So here you have two different examples of how to generate quantile regressions. Now to see how well these coefficients can be identified using -qreg-, we can estimate series of CQR, and compared the coefficients with the True coefficients. Here an example:

. ** Model with random coefficients
. qui:qreg y_1 x1 x2, nolog

. qregplot x1 x2, cons  raopt( color(gs4%50)) q(5(5)95)

. addplot 1:line b1 tau100 if inrange(tau100,4,96), sort lwidth(1)

. addplot 2:line b2 tau100 if inrange(tau100,4,96), sort lwidth(1)

. addplot 3:line b0 tau100 if inrange(tau100,4,96), sort lwidth(1)

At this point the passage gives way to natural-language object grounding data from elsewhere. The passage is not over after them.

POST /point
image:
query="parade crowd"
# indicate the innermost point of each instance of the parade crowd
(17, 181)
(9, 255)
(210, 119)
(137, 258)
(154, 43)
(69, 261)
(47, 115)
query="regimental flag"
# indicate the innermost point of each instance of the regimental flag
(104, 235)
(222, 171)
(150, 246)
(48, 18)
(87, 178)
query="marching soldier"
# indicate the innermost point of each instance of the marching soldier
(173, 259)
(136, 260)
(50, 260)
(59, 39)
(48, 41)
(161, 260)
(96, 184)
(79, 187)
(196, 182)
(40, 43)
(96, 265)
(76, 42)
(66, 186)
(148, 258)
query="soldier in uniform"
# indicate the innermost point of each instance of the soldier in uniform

. graph export qdgp1.png, replace
(file qdgp1.png written in PNG format)

. ** Model with Heteroskedastic errors 
. qui:qreg y_2 x1 x2, nolog

. qregplot x1 x2, cons   raopt( color(gs4%50)) q(5(5)95)

. addplot 1:line g1 tau100 if inrange(tau100,4,96), sort lwidth(1)

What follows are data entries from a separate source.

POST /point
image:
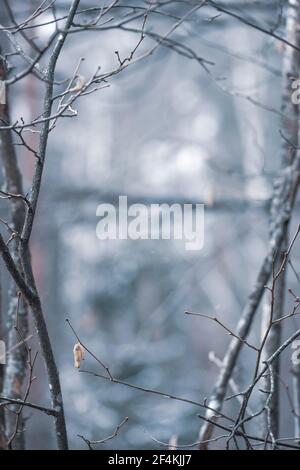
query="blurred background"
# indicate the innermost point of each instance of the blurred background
(164, 130)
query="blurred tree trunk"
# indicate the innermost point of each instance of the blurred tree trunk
(290, 129)
(15, 371)
(2, 414)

. addplot 2:line g2 tau100 if inrange(tau100,4,96), sort lwidth(1)

. addplot 3:line g0 tau100 if inrange(tau100,4,96), sort lwidth(1)

. graph export qdgp2.png, replace
(file qdgp2.png written in PNG format)

Of course, a simple 1 shot exercise is not enough to judge how qreg replicates DGP coefficients (or if the DGP coefficients as created correspond to the qreg coefficients). So to do this, I can just prepare a small Montecarlo simulation exercise. First for the random coefficients

. ** Create data:
. clear
. set obs 1000
number of observations (_N) was 0, now 1,000
. set seed 1
. gen tau = runiform()
. gen corr_factor=rnormal()
. gen x1=ceil( 3*normal((0.4*rnormal()+0.6*corr_factor)) *10)/10
. gen x2=ceil( abs( 0.4*rnormal()+0.6*corr_factor) *10)/10
. gen b0=.
(1,000 missing values generated)
. gen b1=.
(1,000 missing values generated)
. gen b2=.
(1,000 missing values generated)
. gen y_1=.
(1,000 missing values generated)
. ** and simulate
. program sim_qreg1
  1.         replace tau = runiform()
  2.         replace b0 = tau*2-tau^2
  3.         replace b1 = 2*tau^2
  4.         replace b2 = normal((tau-.5)*7)
  5.         ** The outcome is then the randome coefficients times the characteristics
.         replace y_1 = b0 + b1 *x1 +b2*x2
  6.         qreg y_1 x1 x2, q(10)
  7.         matrix b1=e(b)-[2*0.1^2, normal((0.1-.5)*7), 0.1*2-0.1^2]
  8.         qreg y_1 x1 x2, q(50)
  9.         matrix b2=e(b)-[2*0.5^2, normal((0.5-.5)*7), 0.5*2-0.5^2]
 10.         qreg y_1 x1 x2, q(90)
 11.         matrix b3=e(b)-[2*0.9^2, normal((0.9-.5)*7), 0.9*2-0.9^2]
 12.         matrix coleq b1 = q10
 13.         matrix coleq b2 = q50
 14.         matrix coleq b3 = q90
 15.         matrix colname b1 =b1 b2 b0
 16.         matrix colname b2 =b1 b2 b0
 17.         matrix colname b3 =b1 b2 b0
 18.         matrix b =b1,b2,b3
 19.         ereturn post b
 20. end

. set seed 10

. simulate, reps(500):sim_qreg1
. sum

    Variable |        Obs        Mean    Std. Dev.       Min        Max
-------------+---------------------------------------------------------
    q10_b_b1 |        500    .0020959    .0314996  -.0944763   .0842208
    q10_b_b2 |        500    .0026978    .0550713    -.15062   .1787767
    q10_b_b0 |        500   -.0019955     .062238   -.193784   .2200285
    q50_b_b1 |        500    .0041795    .1257314  -.3433639   .4478617
    q50_b_b2 |        500   -.0049844    .2248479  -.6915638   .5949767
-------------+---------------------------------------------------------
    q50_b_b0 |        500   -.0094913    .2190925  -.6788032   .7094005
    q90_b_b1 |        500    .0016747    .0706185  -.2597727    .200851
    q90_b_b2 |        500   -.0047536    .0953134  -.3292854   .2505159
    q90_b_b0 |        500   -.0046887    .1150711   -.370228   .4183795

If everything works the way it's supposed to, the means should be close to zero. And that is what we see here. (although you may argue, they are small but not quite zero). Remember, one should normally use 10000 simulations, not 500 as I did here.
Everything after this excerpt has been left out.